Prononcée à l’audience publique du 30 juin 2025 où siégeaient M. ATTIA, Président, M. BOUCHON, M. PORTELLI, M. BALENSI, M. NAZZAROLI, Juges, assistés de Mme Ferial SABAA Greffier Audiencier.
LES FAITS :α¤
M., [Z], [B], exerçant sous la dénomination commerciale, BACK’ESPACES VERTS, réalise des travaux de jardinage.
M., [P], [T] est, pour sa part, propriétaire d’une maison située au, [Adresse 3] à, [Localité 1].

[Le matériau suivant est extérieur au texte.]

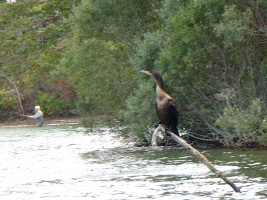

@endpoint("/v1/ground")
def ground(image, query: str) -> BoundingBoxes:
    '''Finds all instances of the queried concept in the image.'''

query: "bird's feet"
[165,127,171,136]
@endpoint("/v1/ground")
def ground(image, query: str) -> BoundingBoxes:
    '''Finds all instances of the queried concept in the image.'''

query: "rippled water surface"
[0,126,267,200]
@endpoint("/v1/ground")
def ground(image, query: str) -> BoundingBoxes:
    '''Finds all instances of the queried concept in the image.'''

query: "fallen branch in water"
[151,125,241,192]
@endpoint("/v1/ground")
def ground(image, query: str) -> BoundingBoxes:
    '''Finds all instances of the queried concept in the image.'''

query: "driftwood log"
[151,125,241,192]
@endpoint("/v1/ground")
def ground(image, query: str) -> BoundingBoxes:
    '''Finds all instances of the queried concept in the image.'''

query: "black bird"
[141,70,179,136]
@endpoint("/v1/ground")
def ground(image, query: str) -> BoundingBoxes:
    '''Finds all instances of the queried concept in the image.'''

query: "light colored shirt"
[28,110,44,126]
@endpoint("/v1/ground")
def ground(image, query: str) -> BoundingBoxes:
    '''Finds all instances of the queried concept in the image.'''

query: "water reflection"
[0,126,267,200]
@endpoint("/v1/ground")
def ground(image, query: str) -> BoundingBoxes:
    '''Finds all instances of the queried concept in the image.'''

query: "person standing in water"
[27,106,44,127]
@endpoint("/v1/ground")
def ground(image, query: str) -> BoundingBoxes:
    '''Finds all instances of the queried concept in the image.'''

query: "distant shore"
[0,117,81,127]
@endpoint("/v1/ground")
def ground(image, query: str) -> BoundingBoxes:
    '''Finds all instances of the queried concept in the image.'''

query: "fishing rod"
[10,113,29,117]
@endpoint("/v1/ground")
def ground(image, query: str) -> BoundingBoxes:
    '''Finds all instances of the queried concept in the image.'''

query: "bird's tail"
[171,126,180,136]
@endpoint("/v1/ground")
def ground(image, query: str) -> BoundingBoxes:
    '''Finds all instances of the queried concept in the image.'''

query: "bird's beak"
[140,70,151,76]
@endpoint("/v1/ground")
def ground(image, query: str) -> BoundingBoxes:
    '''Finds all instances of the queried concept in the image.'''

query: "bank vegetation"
[0,0,267,148]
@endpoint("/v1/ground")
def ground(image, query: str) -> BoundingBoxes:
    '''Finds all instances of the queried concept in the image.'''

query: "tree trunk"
[0,74,25,115]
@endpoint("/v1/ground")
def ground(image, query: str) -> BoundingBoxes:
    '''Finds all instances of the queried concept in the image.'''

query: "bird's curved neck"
[155,78,164,90]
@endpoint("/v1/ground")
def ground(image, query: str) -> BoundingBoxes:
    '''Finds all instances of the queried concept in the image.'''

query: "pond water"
[0,126,267,200]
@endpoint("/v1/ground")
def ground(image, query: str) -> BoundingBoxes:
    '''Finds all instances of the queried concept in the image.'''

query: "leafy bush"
[35,92,73,116]
[216,99,267,147]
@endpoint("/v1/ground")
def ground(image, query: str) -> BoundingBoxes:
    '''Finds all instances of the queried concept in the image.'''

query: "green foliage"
[0,0,77,116]
[125,0,267,147]
[216,99,266,147]
[61,0,161,115]
[35,92,72,116]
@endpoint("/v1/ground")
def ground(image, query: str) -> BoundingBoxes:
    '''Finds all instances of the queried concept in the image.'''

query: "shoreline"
[0,117,81,127]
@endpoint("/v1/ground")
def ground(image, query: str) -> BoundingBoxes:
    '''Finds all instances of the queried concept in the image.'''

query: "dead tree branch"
[151,125,241,192]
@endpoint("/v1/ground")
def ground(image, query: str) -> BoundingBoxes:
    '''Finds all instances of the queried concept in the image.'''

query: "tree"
[0,0,77,118]
[125,0,267,147]
[62,0,161,114]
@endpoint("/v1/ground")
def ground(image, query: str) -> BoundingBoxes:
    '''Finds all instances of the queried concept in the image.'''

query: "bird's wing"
[168,99,178,126]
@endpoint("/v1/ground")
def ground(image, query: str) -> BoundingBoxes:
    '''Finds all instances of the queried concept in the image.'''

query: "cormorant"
[141,70,179,136]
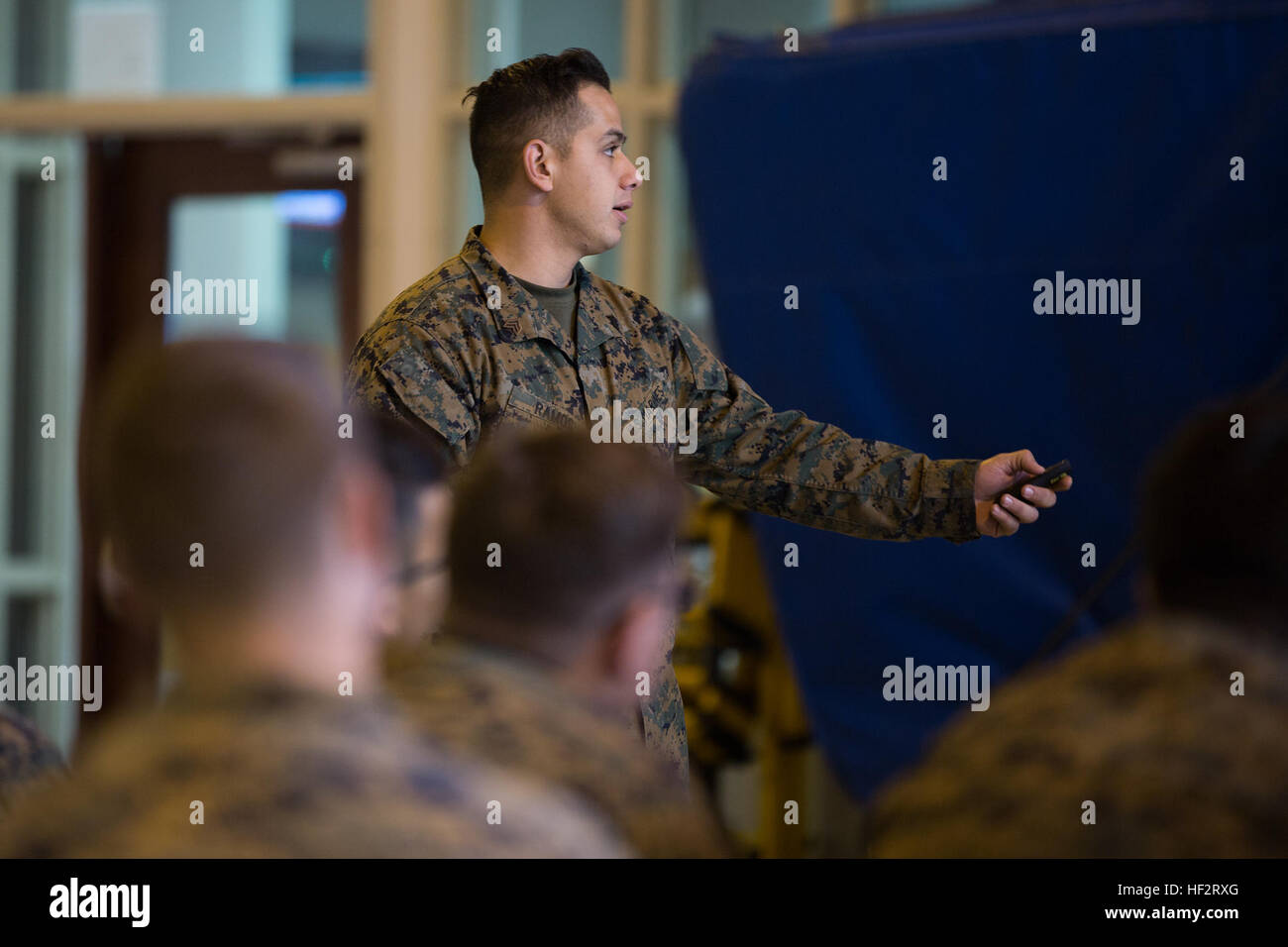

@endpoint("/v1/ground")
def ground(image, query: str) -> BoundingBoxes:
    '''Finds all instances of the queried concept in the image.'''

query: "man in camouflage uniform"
[0,707,63,822]
[868,395,1288,858]
[391,430,726,858]
[348,49,1072,770]
[0,342,631,857]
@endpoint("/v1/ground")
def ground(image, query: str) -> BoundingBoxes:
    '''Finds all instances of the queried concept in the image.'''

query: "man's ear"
[605,591,673,682]
[523,138,557,193]
[335,466,393,569]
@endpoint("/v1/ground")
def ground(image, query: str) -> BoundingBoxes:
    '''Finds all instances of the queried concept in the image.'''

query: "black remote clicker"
[997,460,1073,500]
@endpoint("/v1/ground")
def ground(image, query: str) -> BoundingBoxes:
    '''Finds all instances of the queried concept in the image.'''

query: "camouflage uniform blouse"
[390,639,728,858]
[0,683,634,858]
[347,227,979,771]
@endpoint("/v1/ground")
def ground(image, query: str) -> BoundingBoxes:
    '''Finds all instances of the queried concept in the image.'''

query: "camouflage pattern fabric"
[390,639,726,858]
[0,707,63,819]
[0,684,634,858]
[870,616,1288,858]
[345,227,980,772]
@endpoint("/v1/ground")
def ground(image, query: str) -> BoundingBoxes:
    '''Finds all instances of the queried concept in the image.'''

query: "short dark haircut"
[461,48,612,205]
[446,429,686,661]
[90,339,370,613]
[1141,393,1288,631]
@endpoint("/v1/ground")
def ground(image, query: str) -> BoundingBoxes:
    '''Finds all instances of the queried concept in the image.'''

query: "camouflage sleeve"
[673,322,980,543]
[345,320,478,467]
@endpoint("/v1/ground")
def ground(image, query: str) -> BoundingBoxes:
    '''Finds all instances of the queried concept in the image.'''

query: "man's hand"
[975,451,1073,536]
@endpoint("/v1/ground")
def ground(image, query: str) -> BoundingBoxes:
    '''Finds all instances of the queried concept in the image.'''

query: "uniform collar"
[461,224,623,356]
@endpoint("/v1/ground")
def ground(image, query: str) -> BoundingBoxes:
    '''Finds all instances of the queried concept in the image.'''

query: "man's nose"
[622,152,640,191]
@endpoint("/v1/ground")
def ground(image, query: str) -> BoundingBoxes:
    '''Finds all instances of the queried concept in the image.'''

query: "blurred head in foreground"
[0,342,631,858]
[366,414,451,644]
[870,395,1288,858]
[93,340,389,685]
[445,430,684,702]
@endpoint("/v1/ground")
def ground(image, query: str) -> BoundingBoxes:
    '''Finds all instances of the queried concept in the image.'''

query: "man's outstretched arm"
[673,322,1073,543]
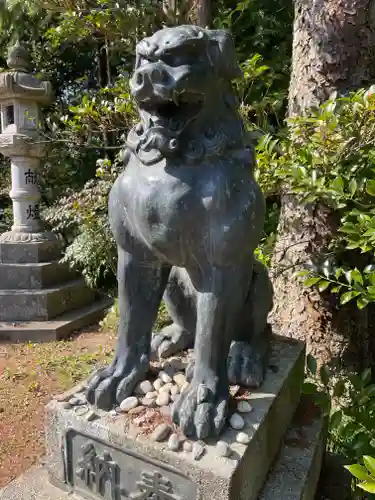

Le 8 mars 2019 M., [Z], [B] établi un devis à M., [P], [T], lequel devis prévoit notamment des plantations, un aménagement du terrain et l’installation d’un arrosage automatique, pour un montant de 15 951,50 €.
Des acomptes sont versés par M., [P], [T] à hauteur de 11 500 €.
M., [Z], [B] considère avoir à récupérer le solde de son devis auprès de M., [P], [T] ce que ce dernier conteste considérant un non achèvement et des mal façons dans la réalisation.
LA PROCEDURE :
Par citation délivrée le 18 novembre 2022, Monsieur, [P], [T] a cité devant le tribunal de commerce de Marseille, Monsieur, [Z], [B] pour entendre : Vu les articles 1103 et suivants du Code civil,
Vu les articles 1217 et suivants du Code civil,
* CONSTATER que Monsieur, [P], [T] a sollicité, [Z], [B], entreprise en nom personnel, exerçant sous le nom commercial BACK’ ESPACES VERTS, afin de réaliser différents travaux de jardinage,
* CONSTATER qu’un devis a été établi le 8 mars 2019 par, [Z], [B], entreprise en nom personnel, exerçant sous le nom commercial BACK’ ESPACES VERTS pour un montant total de 15 951 €,
* CONSTATER que plusieurs règlements ont été effectués par Monsieur, [T] pour un montant total de 11 500 €,
* CONSTATER la défaillance de Monsieur, [Z], [B], entreprise en nom personnel, exerçant sous le nom commercial BACK’ ESPACES VERTS dans l’exécution du contrat le liant à Monsieur, [T],
* CONDAMNER Monsieur, [Z], [B], entreprise en nom personnel, exerçant sous le nom commercial BACK’ ESPACES VERTS à payer à Monsieur, [P], [T] les sommes suivantes :
* 11500 € au titre du remboursement des sommes versé par Monsieur, [T],
* 6 000 € à titre de dommages et intérêts
* CONDAMNER Monsieur, [Z], [B], entreprise en nom personnel, exerçant sous le nom commercial BACK’ ESPACES VERTS à payer à Monsieur, [P], [T] la somme de 3000 € par application de l’article 700 du CPC et aux entiers dépens de l’instance.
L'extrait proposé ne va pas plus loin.